# 報酬設計の比較実験

このノートブックでは、Continuous ECI-BO-Banditアルゴリズムについて、2つの異なる報酬設計を比較します：

1. **元の報酬設計**: 予測誤差に基づく報酬計算
2. **新しい報酬設計**: GPモデルの勾配の絶対値を使った報酬計算

## 実験設定
- テスト関数: Styblinski-Tang, Rastrigin, Ackley (100次元中先頭5次元が有効)
- 20回の独立実行
- 300回の評価
- 収束性能と方向選択の比較

In [1]:
import math
import os
import pickle
import numpy as np
import matplotlib.pyplot as plt
import torch

# BoTorch / GPyTorch
from botorch import fit_gpytorch_model
from botorch.models import SingleTaskGP
from gpytorch.mlls import ExactMarginalLogLikelihood
from gpytorch.kernels import RBFKernel, ScaleKernel
from botorch.acquisition import ExpectedImprovement
from botorch.optim import optimize_acqf

# デフォルトのdtypeをfloat32に設定
torch.set_default_dtype(torch.float32)

# プロット設定
plt.rcParams["figure.dpi"] = 100

import warnings
warnings.filterwarnings("ignore")

  from .autonotebook import tqdm as notebook_tqdm


## テスト関数群（100次元中先頭5次元が有効）

In [2]:
def styblinski_tang_100d(x, noise_std=1e-5):
    if not torch.is_tensor(x):
        x = torch.tensor(x, dtype=torch.float32)
    x5 = x[..., :5]
    res = 0.5 * torch.sum(x5**4 - 16.0*x5**2 + 5.0*x5, dim=-1)
    return res + torch.randn_like(res) * noise_std

def rastrigin_100d(x, noise_std=1e-5):
    if not torch.is_tensor(x):
        x = torch.tensor(x, dtype=torch.float32)
    x5 = x[..., :5]
    s = torch.sum(x5**2 - 10.0*torch.cos(2*math.pi*x5) + 10.0, dim=-1)
    return s + torch.randn_like(s) * noise_std

def ackley_100d(x, noise_std=1e-5):
    if not torch.is_tensor(x):
        x = torch.tensor(x, dtype=torch.float32)
    x5 = x[..., :5]
    d = 5
    sum_sq = torch.sum(x5**2, dim=-1)
    r = torch.sqrt(sum_sq / d)
    part1 = -20.0 * torch.exp(-0.2 * r)
    part2 = -torch.exp(torch.mean(torch.cos(2.0*math.pi*x5), dim=-1))
    res = part1 + part2 + 20.0 + math.e
    return res + torch.randn_like(res) * noise_std

## ベースクラス: ECI_BO_Bandit_Original

In [3]:
class ECI_BO_Bandit_Original:
    def __init__(self, X, objective_function, bounds, n_initial, n_max, dim,
                 algo_base_name="ECI_BO_Bandit_Original", coordinate_ratio=0.8, run_id=1, output_base_dir="output_results"):
        self.X = X.float()
        self.dim = dim
        self.num_arms = dim
        self.A = torch.eye(dim)
        self.b = torch.zeros(dim)
        self.objective_function = objective_function
        self.bounds = bounds.float()
        self.n_initial = n_initial
        self.n_max = n_max
        self.Y = None
        self.best_value = None
        self.best_point = None
        self.model = None
        self.eval_history = []
        self.selected_direction_history = []
        self.theta_history = []
        self.coordinate_ratio = coordinate_ratio
        self.scale_init = 1.0
        self.run_id = run_id

        self.function_name_with_ratio = f"Original_coord_{self.coordinate_ratio:.1f}"
        self.algo_name_for_run = f"{algo_base_name}_{self.function_name_with_ratio}_run{self.run_id}"

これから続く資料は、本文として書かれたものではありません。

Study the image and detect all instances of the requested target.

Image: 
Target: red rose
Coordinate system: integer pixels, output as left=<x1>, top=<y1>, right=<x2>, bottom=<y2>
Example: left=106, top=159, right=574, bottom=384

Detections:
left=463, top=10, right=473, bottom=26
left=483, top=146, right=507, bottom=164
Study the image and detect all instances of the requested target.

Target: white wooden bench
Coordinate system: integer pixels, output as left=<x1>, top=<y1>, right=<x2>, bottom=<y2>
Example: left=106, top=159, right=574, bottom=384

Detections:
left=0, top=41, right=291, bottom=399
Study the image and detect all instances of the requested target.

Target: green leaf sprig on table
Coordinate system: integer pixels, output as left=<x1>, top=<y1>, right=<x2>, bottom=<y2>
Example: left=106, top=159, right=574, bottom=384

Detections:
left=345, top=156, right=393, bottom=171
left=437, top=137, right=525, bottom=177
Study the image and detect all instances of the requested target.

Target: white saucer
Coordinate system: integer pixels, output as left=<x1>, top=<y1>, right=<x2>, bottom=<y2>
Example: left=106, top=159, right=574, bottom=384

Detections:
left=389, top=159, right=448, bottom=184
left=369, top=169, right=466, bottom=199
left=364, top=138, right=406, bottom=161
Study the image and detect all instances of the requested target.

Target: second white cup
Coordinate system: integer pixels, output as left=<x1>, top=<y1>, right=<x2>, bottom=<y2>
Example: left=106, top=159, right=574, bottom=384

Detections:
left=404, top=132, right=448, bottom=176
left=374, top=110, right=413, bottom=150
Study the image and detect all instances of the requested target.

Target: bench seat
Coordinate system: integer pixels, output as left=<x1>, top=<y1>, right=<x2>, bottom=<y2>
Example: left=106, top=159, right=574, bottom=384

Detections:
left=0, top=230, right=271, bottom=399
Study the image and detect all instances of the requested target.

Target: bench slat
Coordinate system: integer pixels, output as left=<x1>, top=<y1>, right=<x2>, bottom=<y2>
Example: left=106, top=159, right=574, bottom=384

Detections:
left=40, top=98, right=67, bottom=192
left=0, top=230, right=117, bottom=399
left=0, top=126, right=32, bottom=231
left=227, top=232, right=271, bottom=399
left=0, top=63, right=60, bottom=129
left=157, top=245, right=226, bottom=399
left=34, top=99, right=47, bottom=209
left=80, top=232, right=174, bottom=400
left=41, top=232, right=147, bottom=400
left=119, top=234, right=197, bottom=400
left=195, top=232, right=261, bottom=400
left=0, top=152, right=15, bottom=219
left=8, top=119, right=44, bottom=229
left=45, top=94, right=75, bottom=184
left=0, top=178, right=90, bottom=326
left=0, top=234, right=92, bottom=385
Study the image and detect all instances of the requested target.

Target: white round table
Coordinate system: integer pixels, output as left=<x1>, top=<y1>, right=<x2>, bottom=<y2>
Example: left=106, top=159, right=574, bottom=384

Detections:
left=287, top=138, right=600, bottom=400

        self.output_dir = os.path.join(output_base_dir, algo_base_name, self.function_name_with_ratio)
        os.makedirs(self.output_dir, exist_ok=True)

        self.total_iterations_for_bandit = 0

    def update_model(self):
        kernel = ScaleKernel(
            RBFKernel(ard_num_dims=self.X.shape[-1], dtype=torch.float32),
            dtype=torch.float32, noise_constraint=1e-3
        ).to(self.X)
        self.model = SingleTaskGP(self.X, self.Y, covar_module=kernel)
        mll = ExactMarginalLogLikelihood(self.model.likelihood, self.model)
        fit_gpytorch_model(mll)

    def initialize(self):
        y_val = self.objective_function(self.X)
        self.Y = y_val.unsqueeze(-1).float()
        y_max, y_min = self.Y.max().item(), self.Y.min().item()
        self.scale_init = (y_max - y_min) if (y_max - y_min) != 0 else 1.0
        self.update_model()
        post_mean = self.model.posterior(self.X).mean.squeeze(-1)
        bi = post_mean.argmin()
        self.best_value = post_mean[bi].item()
        self.best_point = self.X[bi]
        self.eval_history = [self.best_value] * self.n_initial

    def propose_new_x(self, direction):
        ei = ExpectedImprovement(self.model, best_f=self.best_value, maximize=False)
        
        active_dims_mask = direction.abs() > 1e-9
        if not active_dims_mask.any():
            lb, ub = -1.0, 1.0
        else:
            ratios_lower = (self.bounds[0] - self.best_point) / (direction + 1e-12 * (~active_dims_mask))
            ratios_upper = (self.bounds[1] - self.best_point) / (direction + 1e-12 * (~active_dims_mask))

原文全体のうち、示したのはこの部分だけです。